Hackathon:

Value in Knowledge Graphs

Privacy-Preserving Information Extraction with Bloom Filters

Hackathon is a part of workshop and will be conducted after the paper presentations on Sunday June 3. 2018

Tutors

Nils Lukas (Fraunhofer FIT, RWTH Aachen University)

Dr Oya Beyan (Fraunhofer FIT, RWTH Aachen University)

Dr. Ali Hasnain (Insight Centre for Data Analytics, National University of Ireland, Galway)



Introduction

Knowledge Graphs in the Biomedical domain are especially large in size and may capture data from many different topics. Integration of complementary graphs leads to an even more complex graph that captures more information and is thus more valuable. As part of the Personal Health Train (PHT) concept, we explore a privacy-preserving approach to predicting the value that integration. Being able to find suitable data sources without compromising their content allows to train machine learning algorithm on that source without compromising the data itself. As an effect, all benefits from using machine learning can be leveraged in domains where privacy plays a fundamental role. To make this possible, in this short Hachathon we will be working with Knowledge Graphs that capture Biomedical data, Information Extraction and Bloom Filters.

Why should you join?

You are dearly invited to join us for this hackathon if…
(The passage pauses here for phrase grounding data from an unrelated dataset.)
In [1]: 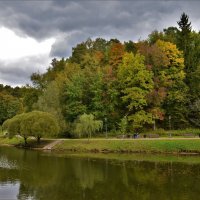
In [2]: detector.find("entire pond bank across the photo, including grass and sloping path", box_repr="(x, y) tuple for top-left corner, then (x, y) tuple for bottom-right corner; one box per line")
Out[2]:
(0, 138), (200, 156)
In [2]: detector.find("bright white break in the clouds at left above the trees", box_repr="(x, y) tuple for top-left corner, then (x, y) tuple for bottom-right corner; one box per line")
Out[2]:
(0, 27), (55, 86)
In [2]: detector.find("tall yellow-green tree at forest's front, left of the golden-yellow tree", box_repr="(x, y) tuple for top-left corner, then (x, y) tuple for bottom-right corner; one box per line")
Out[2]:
(118, 53), (153, 127)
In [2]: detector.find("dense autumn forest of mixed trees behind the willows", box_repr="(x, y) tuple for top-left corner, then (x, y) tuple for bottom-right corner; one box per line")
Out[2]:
(0, 13), (200, 136)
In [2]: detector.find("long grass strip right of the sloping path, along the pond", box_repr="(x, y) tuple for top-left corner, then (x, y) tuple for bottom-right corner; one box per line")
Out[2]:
(53, 138), (200, 154)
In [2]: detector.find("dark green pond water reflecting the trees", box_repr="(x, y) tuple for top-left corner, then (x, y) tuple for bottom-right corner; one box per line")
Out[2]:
(0, 147), (200, 200)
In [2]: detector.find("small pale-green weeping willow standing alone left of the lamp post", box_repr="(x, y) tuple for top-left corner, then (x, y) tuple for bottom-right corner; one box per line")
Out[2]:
(75, 113), (103, 140)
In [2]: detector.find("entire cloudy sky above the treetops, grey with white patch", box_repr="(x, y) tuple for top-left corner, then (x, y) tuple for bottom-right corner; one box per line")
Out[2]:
(0, 0), (200, 86)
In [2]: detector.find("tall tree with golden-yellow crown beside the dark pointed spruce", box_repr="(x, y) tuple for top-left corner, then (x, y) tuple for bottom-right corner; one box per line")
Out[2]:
(156, 40), (188, 127)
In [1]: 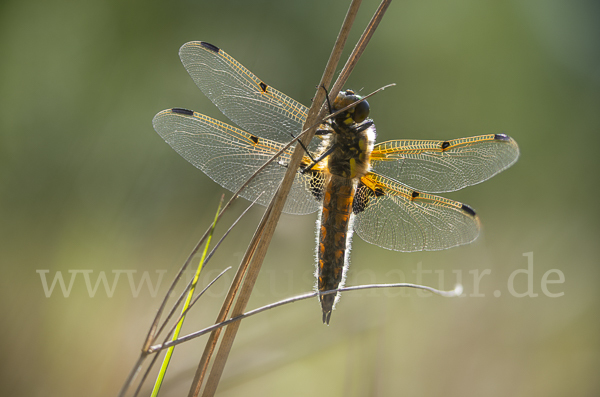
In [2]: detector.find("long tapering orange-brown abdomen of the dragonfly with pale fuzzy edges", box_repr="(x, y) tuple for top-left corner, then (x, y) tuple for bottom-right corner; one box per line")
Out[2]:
(317, 175), (356, 324)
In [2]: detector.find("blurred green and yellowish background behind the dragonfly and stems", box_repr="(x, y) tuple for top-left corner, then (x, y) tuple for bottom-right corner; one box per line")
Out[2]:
(0, 0), (600, 396)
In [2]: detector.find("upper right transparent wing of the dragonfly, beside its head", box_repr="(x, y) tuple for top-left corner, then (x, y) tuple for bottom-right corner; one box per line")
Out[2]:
(371, 134), (519, 193)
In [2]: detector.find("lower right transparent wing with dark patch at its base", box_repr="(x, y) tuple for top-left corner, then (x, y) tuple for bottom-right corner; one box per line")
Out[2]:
(353, 173), (480, 252)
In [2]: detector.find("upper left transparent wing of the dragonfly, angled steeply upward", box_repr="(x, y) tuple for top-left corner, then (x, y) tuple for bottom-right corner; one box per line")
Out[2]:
(179, 41), (318, 149)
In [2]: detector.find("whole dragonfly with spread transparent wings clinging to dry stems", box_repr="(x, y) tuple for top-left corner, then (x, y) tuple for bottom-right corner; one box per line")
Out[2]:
(152, 41), (519, 324)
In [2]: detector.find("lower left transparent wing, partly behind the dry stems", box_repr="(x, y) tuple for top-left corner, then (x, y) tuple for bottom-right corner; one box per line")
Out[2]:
(152, 109), (320, 214)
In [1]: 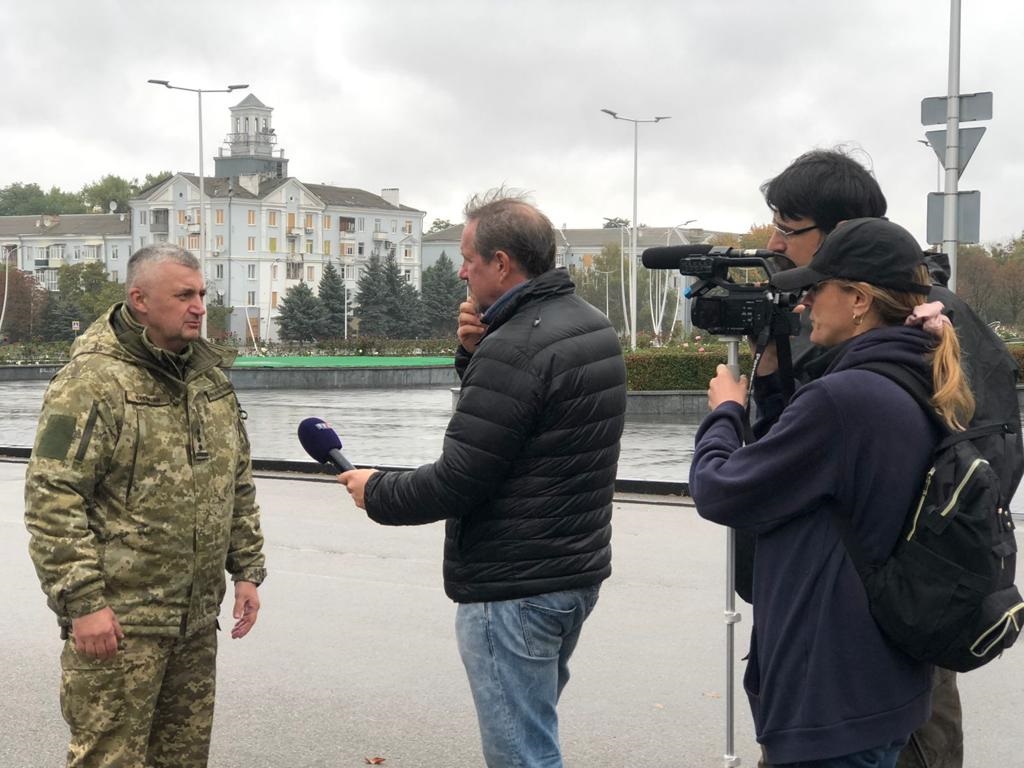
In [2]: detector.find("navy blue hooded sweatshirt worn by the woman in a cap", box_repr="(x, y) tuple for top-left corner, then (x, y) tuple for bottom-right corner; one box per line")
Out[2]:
(690, 327), (938, 764)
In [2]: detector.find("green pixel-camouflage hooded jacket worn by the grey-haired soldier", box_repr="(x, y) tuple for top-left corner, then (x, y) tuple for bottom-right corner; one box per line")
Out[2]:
(25, 304), (265, 635)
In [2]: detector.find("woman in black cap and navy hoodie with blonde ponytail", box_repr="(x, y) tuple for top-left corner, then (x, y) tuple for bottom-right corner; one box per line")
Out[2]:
(690, 219), (974, 768)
  • … you are interested about combining privacy and knowledge discovery in biomedical systems
  • … you want to learn more about information extraction from Knowledge Graphs
  • … you wonder why open data needs to handle privacy issues
  • … you like practical work such as programming and experimenting and want to learn about new frameworks in this emerging field

Don’t worry about having little to no pre-knowledge, we are happy to work with both novice and advanced participants.


What will be achieved?

At the beginning of the hackathon, we will give a short introduction to the prerequisites, such as bloom filters, general privacy issues and frameworks that can be used (Python or KNIME). Then, each team will be given a unique Knowledge Graph onto which they can apply information retrieval techniques to build up some experience with the given framework. Next, we will apply the Bloom Filters and discuss suitable metrics for valuing an unseen knowledge graph based on a query response that may contain false positives. Finally, each team should formulate queries for estimating the worth of an unseen Knowledge Graph and ultimately make a decision about which other teams Knowledge Graph complements their own Knowledge Graph the best.
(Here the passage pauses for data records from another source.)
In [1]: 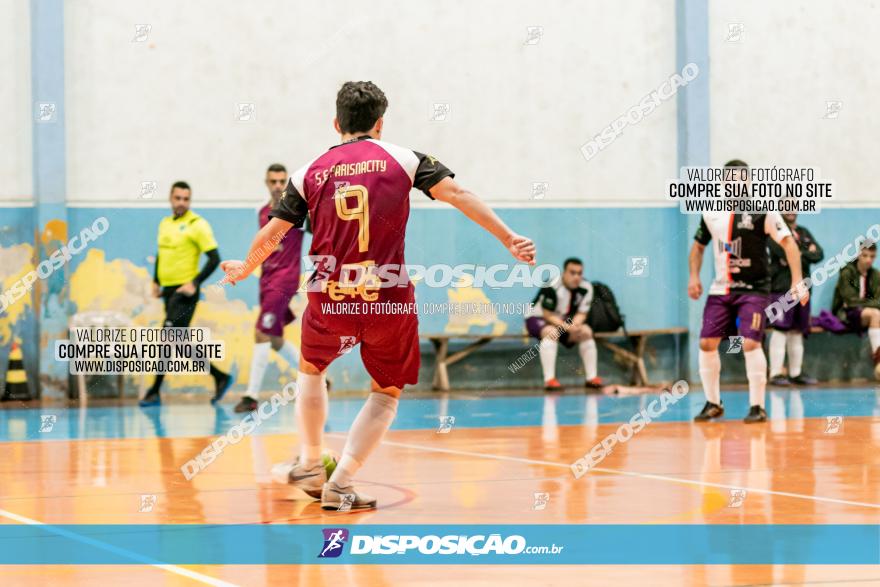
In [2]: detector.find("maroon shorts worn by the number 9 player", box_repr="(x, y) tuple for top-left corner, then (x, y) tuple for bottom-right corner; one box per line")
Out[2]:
(300, 285), (421, 388)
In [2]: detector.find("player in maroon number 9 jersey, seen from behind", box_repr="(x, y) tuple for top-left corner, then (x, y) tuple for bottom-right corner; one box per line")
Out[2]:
(221, 82), (536, 509)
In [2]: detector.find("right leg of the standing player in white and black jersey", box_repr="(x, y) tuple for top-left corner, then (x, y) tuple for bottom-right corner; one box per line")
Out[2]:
(736, 294), (767, 424)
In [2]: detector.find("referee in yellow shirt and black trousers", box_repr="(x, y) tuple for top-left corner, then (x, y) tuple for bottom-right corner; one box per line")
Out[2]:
(140, 181), (232, 408)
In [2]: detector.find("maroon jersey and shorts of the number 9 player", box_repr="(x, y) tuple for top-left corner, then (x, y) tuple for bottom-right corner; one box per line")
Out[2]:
(271, 136), (453, 387)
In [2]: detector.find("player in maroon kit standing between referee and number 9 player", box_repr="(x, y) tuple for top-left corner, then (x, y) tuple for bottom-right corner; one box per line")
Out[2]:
(235, 163), (303, 413)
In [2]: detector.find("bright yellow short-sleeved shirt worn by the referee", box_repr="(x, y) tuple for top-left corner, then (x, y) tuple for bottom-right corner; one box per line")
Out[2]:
(157, 210), (217, 287)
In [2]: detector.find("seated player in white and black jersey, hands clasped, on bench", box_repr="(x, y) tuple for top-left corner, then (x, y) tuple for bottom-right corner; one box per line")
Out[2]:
(526, 257), (602, 391)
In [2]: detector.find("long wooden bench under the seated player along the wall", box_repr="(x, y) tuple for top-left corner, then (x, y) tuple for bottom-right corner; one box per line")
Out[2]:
(420, 327), (688, 391)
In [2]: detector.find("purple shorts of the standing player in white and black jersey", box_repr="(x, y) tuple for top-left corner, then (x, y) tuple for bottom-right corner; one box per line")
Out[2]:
(700, 293), (767, 342)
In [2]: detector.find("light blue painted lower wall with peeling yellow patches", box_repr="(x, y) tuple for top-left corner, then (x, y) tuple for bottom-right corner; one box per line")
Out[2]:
(0, 202), (880, 388)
What practical issues can be solved with this?

The Personal Health Train (PHT) concept, allows for training highly-specialized machine learning algorithms on private, distributed data (e.g. medical data in hospitals), without compromising the data at all. A reliable, privacy-preserving method of finding the most useful Knowledge Graph among many for training purposes is a fundamental research element to the project, which you will contribute to in this hackathon.